In its current form, the government’s draft legislation tackling online safety would fail to prevent the sharing of the most “insidious” images of child abuse and violence against women and girls, according to a new report by MPs.
On Monday, the Digital, Culture, Media and Sport (DCMS) Committee warned that the draft Online Safety Bill is “neither clear not robust enough to tackle certain types of illegal and harmful content on user-to-user and search services”.
The report calls on the government to address content that is “technically legal” – such as parts of child abuse sequences like “breadcrumbing” and types of online violence against and women and girls like tech-enabled “nudifying” of women and deepfake pornography - by bringing them into scope via primary legislation or as types of harmful content covered by the duties of care.

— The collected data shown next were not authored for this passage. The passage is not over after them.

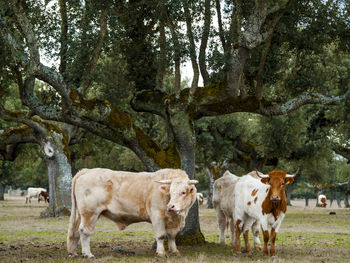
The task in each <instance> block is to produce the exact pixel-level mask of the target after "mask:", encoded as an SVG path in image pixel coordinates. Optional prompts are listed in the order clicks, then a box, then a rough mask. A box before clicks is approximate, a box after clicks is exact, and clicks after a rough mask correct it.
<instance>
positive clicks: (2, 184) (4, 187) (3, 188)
mask: <svg viewBox="0 0 350 263" xmlns="http://www.w3.org/2000/svg"><path fill="white" fill-rule="evenodd" d="M5 187H6V185H5V184H0V200H1V201H3V200H5V198H4V194H5Z"/></svg>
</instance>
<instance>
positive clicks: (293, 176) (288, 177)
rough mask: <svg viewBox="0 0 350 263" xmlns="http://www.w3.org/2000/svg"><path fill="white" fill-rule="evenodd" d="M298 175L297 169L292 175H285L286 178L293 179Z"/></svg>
mask: <svg viewBox="0 0 350 263" xmlns="http://www.w3.org/2000/svg"><path fill="white" fill-rule="evenodd" d="M298 173H299V168H298V169H297V171H296V172H295V173H294V174H287V175H286V178H294V177H295V176H296V175H297V174H298Z"/></svg>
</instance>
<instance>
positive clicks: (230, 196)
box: [213, 171, 261, 249]
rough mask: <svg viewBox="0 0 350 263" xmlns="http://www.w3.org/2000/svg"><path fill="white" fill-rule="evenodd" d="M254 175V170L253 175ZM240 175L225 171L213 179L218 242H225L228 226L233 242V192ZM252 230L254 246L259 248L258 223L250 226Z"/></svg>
mask: <svg viewBox="0 0 350 263" xmlns="http://www.w3.org/2000/svg"><path fill="white" fill-rule="evenodd" d="M252 176H255V172H254V175H252ZM239 178H240V177H238V176H236V175H234V174H232V173H230V172H229V171H226V172H225V173H224V174H223V176H222V177H220V178H219V179H217V180H215V183H214V193H213V205H214V208H215V211H216V217H217V220H218V225H219V230H220V238H219V240H220V243H221V244H225V243H226V241H225V230H226V228H228V226H230V230H231V243H232V245H233V244H234V240H235V227H234V212H235V197H234V192H235V189H236V184H237V182H238V180H239ZM252 232H253V234H254V247H255V248H256V249H260V248H261V245H260V239H259V224H258V223H257V222H256V223H255V224H253V226H252Z"/></svg>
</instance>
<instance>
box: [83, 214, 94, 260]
mask: <svg viewBox="0 0 350 263" xmlns="http://www.w3.org/2000/svg"><path fill="white" fill-rule="evenodd" d="M98 216H99V213H95V212H88V211H87V212H83V213H81V223H80V226H79V232H80V242H81V251H82V254H83V257H87V258H94V257H95V256H94V255H93V254H92V253H91V251H90V239H91V236H92V233H93V231H94V229H95V225H96V221H97V219H98Z"/></svg>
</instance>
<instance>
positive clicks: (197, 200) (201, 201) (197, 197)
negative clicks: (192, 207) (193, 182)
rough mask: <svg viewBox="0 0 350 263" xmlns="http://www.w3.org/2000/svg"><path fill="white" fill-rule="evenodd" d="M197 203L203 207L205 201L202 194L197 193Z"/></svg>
mask: <svg viewBox="0 0 350 263" xmlns="http://www.w3.org/2000/svg"><path fill="white" fill-rule="evenodd" d="M197 201H198V205H202V204H203V201H204V197H203V194H202V193H197Z"/></svg>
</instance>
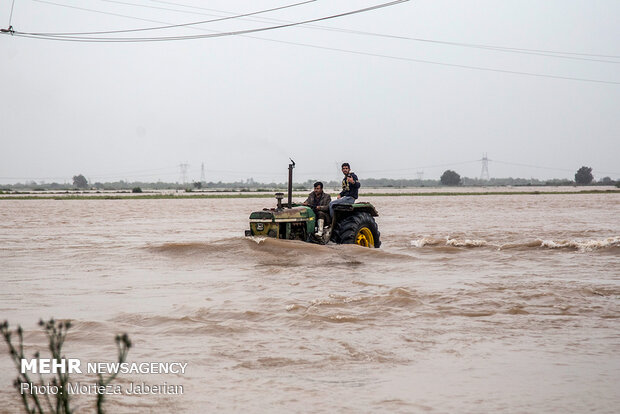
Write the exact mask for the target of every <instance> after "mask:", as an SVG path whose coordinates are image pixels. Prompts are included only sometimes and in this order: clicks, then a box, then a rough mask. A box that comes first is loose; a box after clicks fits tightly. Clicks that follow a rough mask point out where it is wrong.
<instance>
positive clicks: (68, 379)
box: [0, 318, 131, 414]
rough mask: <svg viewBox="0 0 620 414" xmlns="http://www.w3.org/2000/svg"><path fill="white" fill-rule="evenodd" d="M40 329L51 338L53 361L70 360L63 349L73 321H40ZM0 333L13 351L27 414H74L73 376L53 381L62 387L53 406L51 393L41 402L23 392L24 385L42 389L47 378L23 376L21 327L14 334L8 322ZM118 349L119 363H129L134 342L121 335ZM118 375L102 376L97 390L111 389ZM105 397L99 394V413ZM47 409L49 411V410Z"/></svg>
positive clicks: (13, 353)
mask: <svg viewBox="0 0 620 414" xmlns="http://www.w3.org/2000/svg"><path fill="white" fill-rule="evenodd" d="M39 326H41V327H43V328H44V330H45V336H47V339H48V342H49V345H48V347H49V350H50V352H51V354H52V359H54V360H56V361H58V362H59V363H60V361H61V360H63V359H67V358H66V357H65V356H64V355H62V346H63V344H64V342H65V339H66V337H67V331H68V330H69V328H71V322H70V321H55V320H54V319H53V318H52V319H50V320H49V321H47V322H44V321H43V319H41V320H40V321H39ZM0 333H1V334H2V336H3V337H4V340H5V342H6V344H7V346H8V348H9V354H10V356H11V359H12V360H13V362H14V363H15V367H16V368H17V372H18V376H17V378H16V379H15V381H14V382H13V385H14V386H15V388H16V390H17V392H18V393H19V395H20V398H21V400H22V403H23V405H24V408H25V409H26V412H27V413H30V414H35V413H36V414H43V413H46V412H49V413H53V414H70V413H71V412H72V410H71V407H70V397H69V392H68V386H67V384H68V383H69V373H61V372H57V373H56V374H55V376H54V377H53V378H52V380H51V382H50V383H49V384H50V385H52V386H54V387H58V393H56V394H54V397H55V401H54V402H52V399H51V398H50V395H49V394H48V393H43V394H40V395H41V396H42V398H39V397H40V395H39V394H37V393H32V392H22V391H21V384H22V383H29V384H30V383H32V384H36V385H37V386H42V385H43V383H44V379H43V376H42V375H41V373H39V374H38V379H39V381H38V382H35V381H33V380H32V379H31V378H30V376H29V375H28V373H27V372H24V373H22V371H21V360H22V359H26V357H25V356H24V331H23V329H22V327H21V326H19V325H18V326H17V328H16V329H15V331H11V329H9V323H8V321H4V322H3V323H2V324H0ZM13 334H16V335H17V338H18V343H17V344H14V343H13V340H12V336H13ZM115 340H116V346H117V348H118V362H119V363H122V362H125V360H126V359H127V353H128V352H129V348H131V341H130V340H129V337H128V336H127V334H123V335H117V336H116V338H115ZM39 356H40V354H39V352H38V351H37V352H35V354H34V358H36V359H38V358H39ZM116 376H117V373H114V374H111V375H110V376H109V377H108V378H104V377H103V375H101V374H98V381H97V386H98V387H99V386H104V387H105V386H107V385H108V384H109V383H110V382H111V381H112V380H114V378H116ZM104 396H105V394H104V393H103V392H98V393H97V413H103V412H104V411H103V400H104ZM46 409H47V410H46Z"/></svg>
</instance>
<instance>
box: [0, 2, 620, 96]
mask: <svg viewBox="0 0 620 414" xmlns="http://www.w3.org/2000/svg"><path fill="white" fill-rule="evenodd" d="M33 1H37V2H41V3H50V4H56V3H51V2H48V1H45V0H33ZM405 1H409V0H399V1H393V2H389V3H383V4H380V5H377V6H373V7H369V8H366V9H360V10H356V11H351V12H347V13H342V14H339V15H332V16H327V17H322V18H318V19H311V20H306V21H301V22H294V23H290V24H285V25H279V26H271V27H265V28H258V29H248V30H242V31H236V32H220V33H212V34H208V35H195V36H178V37H171V38H145V39H142V40H141V38H130V39H123V38H110V39H106V38H100V39H95V38H83V39H81V38H72V37H66V38H63V37H47V36H43V35H41V36H39V35H30V34H23V33H21V32H11V34H13V33H14V34H15V35H16V36H20V37H27V38H28V37H30V38H37V39H44V40H59V41H74V42H139V41H163V40H185V39H197V38H209V37H221V36H231V35H238V36H243V37H247V38H251V39H256V40H262V41H269V42H275V43H281V44H288V45H295V46H303V47H309V48H314V49H323V50H331V51H337V52H343V53H350V54H356V55H365V56H372V57H380V58H385V59H393V60H401V61H409V62H416V63H425V64H432V65H439V66H445V67H454V68H461V69H470V70H478V71H488V72H498V73H506V74H512V75H522V76H530V77H539V78H551V79H560V80H570V81H579V82H591V83H602V84H610V85H620V82H616V81H606V80H600V79H589V78H578V77H571V76H559V75H547V74H541V73H535V72H522V71H515V70H505V69H495V68H488V67H481V66H472V65H460V64H453V63H445V62H438V61H430V60H424V59H414V58H407V57H402V56H392V55H384V54H379V53H371V52H364V51H357V50H349V49H342V48H334V47H327V46H319V45H313V44H308V43H299V42H291V41H286V40H276V39H268V38H263V37H257V36H249V35H247V34H245V33H252V32H259V31H266V30H273V29H278V28H284V27H292V26H300V25H304V24H307V23H308V22H316V21H321V20H327V19H333V18H336V17H341V16H345V15H349V14H355V13H361V12H363V11H369V10H371V9H376V8H381V7H388V6H391V5H395V4H398V3H401V2H405ZM60 6H65V5H60ZM65 7H71V8H76V7H74V6H65ZM184 7H193V6H184ZM78 9H81V10H88V11H93V10H89V9H83V8H78ZM94 12H97V13H103V14H111V15H114V16H120V17H126V18H131V19H136V20H142V21H148V22H152V23H153V22H154V23H164V22H160V21H155V20H149V19H142V18H138V17H132V16H126V15H119V14H115V13H108V12H100V11H94ZM170 26H175V25H170ZM319 27H323V26H319ZM197 29H198V28H197ZM202 30H204V29H202ZM335 30H344V31H346V30H345V29H335ZM3 33H4V34H8V33H7V32H6V31H4V32H3ZM360 33H364V32H360ZM368 33H370V32H368ZM377 35H380V36H388V37H393V36H392V35H381V34H377ZM396 37H398V36H396ZM409 39H410V40H422V39H415V38H409ZM428 41H430V42H436V43H448V44H455V45H456V44H458V43H455V42H441V41H431V40H428ZM463 45H465V44H463ZM478 46H484V47H489V48H491V47H493V46H488V45H478ZM494 48H500V47H494ZM502 49H514V50H531V51H535V49H517V48H502ZM541 51H542V50H541ZM549 52H552V51H549ZM553 53H566V54H575V55H577V54H578V53H572V52H553ZM579 55H588V54H579ZM590 56H607V57H616V56H612V55H593V54H590Z"/></svg>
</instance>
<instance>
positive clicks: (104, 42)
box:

“In its current form what should be world-leading, landmark legislation instead represents a missed opportunity,” said Julian Knight MP, chair of the DCMS Committee. “The Online Safety Bill neither protects freedom of expression nor is it clear nor robust enough to tackle illegal and harmful online content.”
The chair said that urgency is needed to make sure that the “most pernicious” forms of child sex abuse do not evade detection because of a failure in the new law.
MPs reject a recommendation made by the Joint Committee to include in the law the establishment of a permanent Committee of both Houses. They said that this would duplicate the existing constitutional role of the DCMS Committee.